On January 29, 2016, ACADIA Pharmaceuticals Inc. (NASDAQ:ACAD) reported the PDUFA date for its lead pipeline candidate, Nuplazid. Alongside the PDUFA, the company also reported the scheduling of an advisory committee meeting to review the drug and its data. The FDA doesn’t always follow the recommendation of its advisory panels, but if the panel votes to recommend approval, we’ll definitely see a spike in ACADIA’s market capitalization. With this in mind, and ahead of the panel review. Let’s take a look at the drug, and the data on which the NDA is based, in an attempt to try and preempt the panel’s opinion. Here goes.
Those familiar with the company will remember Nuplazid from the headlines it made by missing a target NDA submission date early last year – something we will touch on in a little more detail shortly. It’s a breakthrough designated oral administration therapy with a target indication of Parkinson’s disease psychosis (PDP). Not many people outside of the medical space are aware of PDP, but it’s a very common symptom of Parkinson’s, with up to 50% of Parkinson’s disease sufferers displaying signs of the condition. There’s no currently available treatment – in some cases antipsychotic SOCs are used but these have a range of unpleasant side effects due to their lack of selectivity.
Nuplazid is what’s called an inverse against. The concept of an inverse agonist is pretty complicated, but can be simplified as follows: an agonist stimulates the production of something (say, dopamine, for example) by binding to a receptor; an antagonist switches off the receptor, stopping the production; an inverse agonist binds to the receptor and actively reduces the amount of again, let’s say dopamine, in the system.
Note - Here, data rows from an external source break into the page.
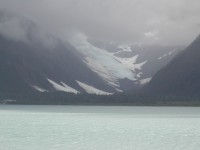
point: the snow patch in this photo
(167, 54)
(63, 87)
(108, 66)
(145, 81)
(92, 90)
(39, 89)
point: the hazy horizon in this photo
(126, 21)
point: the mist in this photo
(166, 22)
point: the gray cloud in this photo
(173, 22)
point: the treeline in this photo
(62, 98)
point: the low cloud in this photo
(167, 22)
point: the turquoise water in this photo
(99, 128)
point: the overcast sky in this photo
(168, 22)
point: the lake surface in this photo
(99, 128)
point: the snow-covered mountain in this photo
(122, 66)
(33, 60)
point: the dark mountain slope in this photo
(181, 76)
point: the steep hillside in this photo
(181, 76)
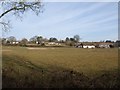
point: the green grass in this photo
(59, 67)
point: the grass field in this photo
(59, 67)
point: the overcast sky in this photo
(91, 21)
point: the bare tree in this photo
(18, 9)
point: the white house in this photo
(88, 46)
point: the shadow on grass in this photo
(20, 73)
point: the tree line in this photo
(40, 40)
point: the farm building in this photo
(85, 45)
(105, 45)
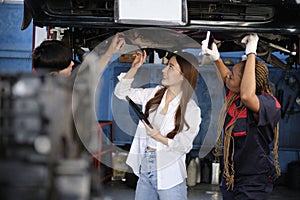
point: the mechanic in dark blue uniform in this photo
(250, 119)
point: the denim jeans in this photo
(147, 184)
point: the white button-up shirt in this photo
(171, 168)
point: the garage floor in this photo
(116, 190)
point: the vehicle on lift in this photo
(91, 22)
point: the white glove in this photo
(251, 43)
(212, 53)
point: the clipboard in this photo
(138, 111)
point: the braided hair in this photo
(262, 86)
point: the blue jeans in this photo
(147, 184)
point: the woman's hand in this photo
(151, 131)
(140, 57)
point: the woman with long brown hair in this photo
(157, 154)
(249, 119)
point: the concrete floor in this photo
(116, 190)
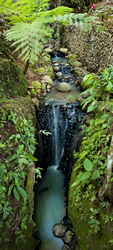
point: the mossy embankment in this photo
(17, 134)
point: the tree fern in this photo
(82, 21)
(29, 37)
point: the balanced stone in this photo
(63, 50)
(64, 87)
(59, 230)
(56, 68)
(59, 75)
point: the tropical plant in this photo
(31, 26)
(95, 160)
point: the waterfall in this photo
(60, 125)
(55, 138)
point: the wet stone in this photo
(59, 230)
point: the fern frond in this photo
(29, 38)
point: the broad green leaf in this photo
(9, 208)
(85, 176)
(23, 161)
(13, 157)
(110, 120)
(16, 194)
(23, 226)
(88, 165)
(16, 180)
(109, 86)
(111, 241)
(95, 175)
(22, 192)
(21, 148)
(105, 116)
(91, 108)
(10, 188)
(104, 125)
(5, 214)
(30, 157)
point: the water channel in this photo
(60, 119)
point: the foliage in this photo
(82, 21)
(31, 26)
(17, 156)
(91, 161)
(99, 87)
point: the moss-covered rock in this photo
(17, 122)
(12, 79)
(41, 71)
(36, 85)
(81, 217)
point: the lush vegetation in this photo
(29, 28)
(94, 177)
(17, 149)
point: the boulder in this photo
(43, 190)
(77, 64)
(36, 84)
(49, 50)
(64, 87)
(59, 230)
(67, 237)
(56, 68)
(59, 75)
(47, 79)
(63, 50)
(36, 102)
(65, 247)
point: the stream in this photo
(62, 119)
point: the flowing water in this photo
(49, 206)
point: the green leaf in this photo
(91, 107)
(13, 157)
(111, 241)
(109, 86)
(105, 116)
(22, 192)
(5, 214)
(88, 165)
(16, 194)
(23, 226)
(30, 157)
(95, 175)
(21, 148)
(23, 161)
(9, 208)
(10, 188)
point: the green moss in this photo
(41, 71)
(72, 58)
(50, 71)
(80, 215)
(22, 109)
(12, 79)
(36, 85)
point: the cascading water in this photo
(63, 120)
(49, 204)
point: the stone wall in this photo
(93, 49)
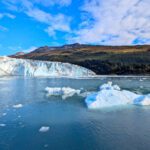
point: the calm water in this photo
(72, 125)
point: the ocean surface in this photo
(25, 108)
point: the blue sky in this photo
(28, 24)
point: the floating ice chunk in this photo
(110, 95)
(44, 129)
(4, 114)
(2, 125)
(109, 86)
(142, 100)
(17, 106)
(65, 92)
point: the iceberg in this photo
(65, 92)
(111, 95)
(44, 129)
(35, 68)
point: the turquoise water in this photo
(72, 125)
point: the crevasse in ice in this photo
(111, 95)
(34, 68)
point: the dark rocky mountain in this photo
(122, 60)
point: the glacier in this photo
(65, 92)
(34, 68)
(111, 95)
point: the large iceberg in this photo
(111, 95)
(34, 68)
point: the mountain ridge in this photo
(120, 60)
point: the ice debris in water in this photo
(65, 92)
(17, 106)
(44, 129)
(111, 95)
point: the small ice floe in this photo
(4, 114)
(46, 145)
(17, 106)
(111, 95)
(65, 92)
(44, 129)
(2, 125)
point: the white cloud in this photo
(115, 22)
(57, 22)
(2, 28)
(30, 49)
(54, 2)
(7, 15)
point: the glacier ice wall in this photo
(34, 68)
(111, 95)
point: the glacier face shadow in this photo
(35, 68)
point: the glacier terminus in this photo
(34, 68)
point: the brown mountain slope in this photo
(124, 60)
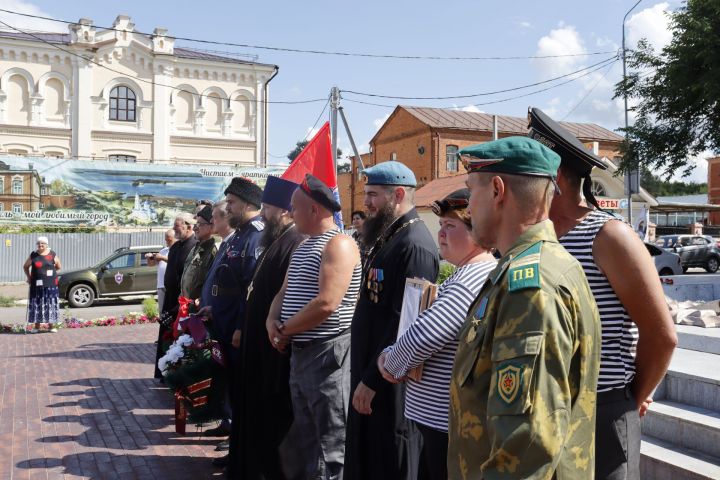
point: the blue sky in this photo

In this instance, it’s an inverse agonist of serotonin – overexpression of which is linked to psychosis in PDP patients. It binds to a receptor called 5-HT2A (which is responsible for serotonin release) and works in the way described above.
The selectivity of it means it only works to counter serotonin overexpression, so it’s side effects are practically none existent. It’s also (and this is a big one in antipsychotic therapy) abuse deterrent i.e. a patient won’t get addicted to the drug. This selectivity is its USP in the space.
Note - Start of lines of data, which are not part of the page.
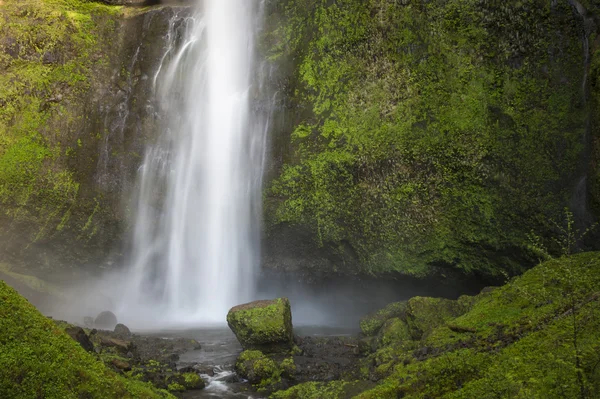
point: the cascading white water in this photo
(195, 240)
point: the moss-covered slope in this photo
(428, 134)
(75, 114)
(38, 359)
(536, 337)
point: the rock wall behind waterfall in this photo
(77, 81)
(425, 138)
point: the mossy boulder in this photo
(423, 314)
(263, 371)
(185, 382)
(38, 359)
(535, 337)
(370, 324)
(394, 330)
(264, 325)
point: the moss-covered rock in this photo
(38, 359)
(75, 116)
(264, 325)
(426, 136)
(394, 330)
(536, 337)
(263, 371)
(423, 314)
(370, 324)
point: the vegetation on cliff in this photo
(535, 337)
(430, 134)
(47, 52)
(38, 359)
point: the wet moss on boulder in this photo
(535, 337)
(424, 314)
(263, 371)
(264, 325)
(38, 359)
(370, 324)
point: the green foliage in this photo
(48, 50)
(535, 337)
(432, 133)
(314, 390)
(370, 324)
(265, 325)
(39, 360)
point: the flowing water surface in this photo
(196, 236)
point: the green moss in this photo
(536, 337)
(394, 330)
(176, 387)
(423, 314)
(50, 51)
(262, 371)
(245, 360)
(370, 324)
(288, 367)
(318, 390)
(431, 133)
(39, 359)
(265, 325)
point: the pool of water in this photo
(219, 350)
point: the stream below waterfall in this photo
(216, 358)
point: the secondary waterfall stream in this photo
(196, 233)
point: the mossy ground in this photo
(39, 360)
(264, 325)
(48, 52)
(536, 337)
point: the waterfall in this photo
(195, 242)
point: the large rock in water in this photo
(263, 325)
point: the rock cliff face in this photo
(428, 137)
(419, 138)
(78, 109)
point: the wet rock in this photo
(264, 325)
(124, 2)
(121, 330)
(80, 336)
(423, 314)
(256, 367)
(121, 365)
(372, 323)
(120, 345)
(394, 330)
(106, 320)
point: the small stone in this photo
(106, 320)
(122, 330)
(263, 325)
(121, 365)
(81, 337)
(122, 346)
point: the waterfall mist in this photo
(195, 244)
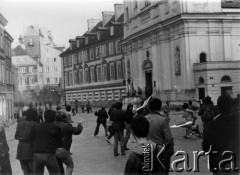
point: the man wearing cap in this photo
(46, 138)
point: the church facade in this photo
(182, 50)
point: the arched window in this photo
(203, 57)
(226, 78)
(201, 80)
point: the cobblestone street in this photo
(93, 155)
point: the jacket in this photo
(67, 131)
(46, 138)
(24, 148)
(4, 149)
(118, 118)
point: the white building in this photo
(183, 49)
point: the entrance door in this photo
(201, 93)
(148, 88)
(226, 90)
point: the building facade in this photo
(182, 49)
(39, 65)
(93, 65)
(6, 80)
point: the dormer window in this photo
(30, 42)
(98, 35)
(111, 30)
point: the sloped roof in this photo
(19, 51)
(230, 3)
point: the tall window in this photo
(76, 79)
(75, 58)
(70, 78)
(91, 54)
(48, 80)
(119, 70)
(103, 49)
(70, 60)
(92, 74)
(118, 46)
(112, 71)
(97, 52)
(104, 76)
(110, 48)
(86, 75)
(80, 57)
(80, 76)
(98, 70)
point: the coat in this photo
(24, 148)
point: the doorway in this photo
(148, 80)
(227, 90)
(201, 93)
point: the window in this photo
(118, 46)
(119, 70)
(70, 60)
(65, 61)
(98, 35)
(226, 79)
(35, 79)
(203, 57)
(97, 52)
(104, 76)
(80, 76)
(112, 30)
(110, 48)
(76, 79)
(98, 70)
(75, 58)
(55, 80)
(91, 54)
(30, 69)
(92, 74)
(201, 80)
(85, 55)
(86, 75)
(103, 49)
(86, 40)
(48, 80)
(112, 71)
(70, 78)
(80, 57)
(46, 69)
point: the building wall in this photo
(167, 32)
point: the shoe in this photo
(116, 154)
(186, 137)
(108, 140)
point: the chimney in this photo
(118, 10)
(106, 16)
(92, 23)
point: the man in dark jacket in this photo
(222, 134)
(118, 118)
(102, 119)
(24, 149)
(128, 119)
(5, 165)
(63, 153)
(46, 138)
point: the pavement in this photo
(93, 155)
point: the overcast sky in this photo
(65, 18)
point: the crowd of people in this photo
(45, 138)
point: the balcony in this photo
(216, 66)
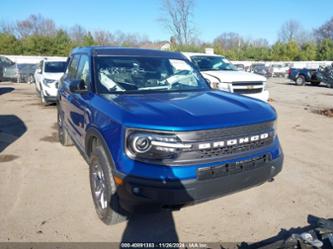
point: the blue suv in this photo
(156, 135)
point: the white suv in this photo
(223, 75)
(47, 76)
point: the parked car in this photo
(223, 75)
(156, 135)
(304, 75)
(325, 75)
(278, 70)
(47, 76)
(4, 62)
(261, 69)
(240, 67)
(20, 72)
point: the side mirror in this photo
(77, 86)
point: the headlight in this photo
(47, 82)
(264, 85)
(143, 145)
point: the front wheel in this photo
(300, 80)
(30, 79)
(103, 188)
(315, 83)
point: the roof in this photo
(121, 51)
(55, 59)
(190, 54)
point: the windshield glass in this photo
(212, 63)
(55, 66)
(145, 74)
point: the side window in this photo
(72, 68)
(83, 72)
(40, 66)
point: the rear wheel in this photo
(103, 187)
(63, 135)
(300, 80)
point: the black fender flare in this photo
(93, 132)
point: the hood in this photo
(232, 76)
(53, 76)
(188, 110)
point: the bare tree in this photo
(290, 31)
(325, 31)
(229, 40)
(102, 37)
(178, 19)
(36, 25)
(77, 33)
(6, 27)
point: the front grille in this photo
(229, 150)
(247, 83)
(248, 91)
(211, 154)
(218, 134)
(231, 168)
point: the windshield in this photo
(212, 63)
(55, 66)
(145, 74)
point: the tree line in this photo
(38, 35)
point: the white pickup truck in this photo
(223, 75)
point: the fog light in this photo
(136, 190)
(118, 181)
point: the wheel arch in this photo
(92, 134)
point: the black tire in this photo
(100, 173)
(315, 83)
(30, 79)
(63, 135)
(300, 80)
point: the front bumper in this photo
(212, 182)
(264, 95)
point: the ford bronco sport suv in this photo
(156, 135)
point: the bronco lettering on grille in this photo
(230, 142)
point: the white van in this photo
(47, 76)
(223, 75)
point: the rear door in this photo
(79, 102)
(65, 95)
(38, 75)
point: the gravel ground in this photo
(45, 195)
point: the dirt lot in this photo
(45, 195)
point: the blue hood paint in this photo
(183, 111)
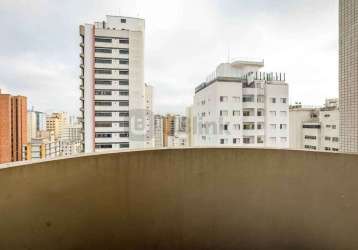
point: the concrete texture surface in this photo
(182, 199)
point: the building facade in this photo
(112, 84)
(348, 75)
(36, 121)
(315, 129)
(13, 127)
(158, 131)
(240, 106)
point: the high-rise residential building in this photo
(13, 127)
(36, 121)
(149, 122)
(315, 128)
(348, 75)
(112, 83)
(56, 122)
(190, 125)
(238, 105)
(158, 131)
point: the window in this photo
(103, 146)
(124, 51)
(123, 92)
(124, 82)
(124, 124)
(283, 139)
(123, 103)
(103, 50)
(260, 99)
(236, 113)
(224, 113)
(310, 147)
(236, 99)
(223, 141)
(236, 126)
(103, 82)
(283, 126)
(311, 126)
(249, 126)
(273, 126)
(103, 40)
(103, 61)
(124, 134)
(248, 98)
(273, 140)
(124, 145)
(103, 92)
(103, 135)
(123, 113)
(260, 140)
(236, 140)
(124, 40)
(103, 103)
(103, 124)
(103, 71)
(260, 112)
(103, 114)
(123, 61)
(246, 113)
(247, 140)
(224, 99)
How did the drug perform in trials? Well, the company trialed the drug between 2008 and 2012 across three separate phase IIIs, and in all three demonstrated efficacy through the meeting of a host of both primary and secondary endpoints. Safety and tolerability was no issue, and for the reasons just described, adverse AEs non-frequent.
So it’s a shoo in for approval? Not so fast. It may be safe and effective, but one of the major reasons for ACADIA missing its initial NDA submission target date is rooted in supply. There have been some well documented supply issues, and with such a big target indication, the FDA will need the company to prove unequivocally that it can produce and distribute a large amount of Nuplazid right off the bat on approval. And that’s likely what the review panel will focus on in the upcoming meeting.
What’s the takeaway here? ACADIA has a drug that, if approved, could be sold to up to 50% of the more than 1 million US individuals affected by Parkinson’s disease. It’s a potential blockbuster, with three successful phase IIIs backing up what looks to be a strong NDA – that is, at least from a safety and efficacy point of view. The FDA has expressed concern, however, about the company’s ability to meet demand through its own manufacturing and distribution channels, and this could be a sticking point for both the agency and its review panel over the coming few months.
Milestones? The aforementioned advisory panel review is slated for March 29, 2016, and we’ll likely get data from the review that day, or at market open on the 30th. Beyond that, PDUFA is set for May 1, 2016. Both dates have the potential to induce some great upside in ACADIA if things run smoothly – one to keep an eye on going forward.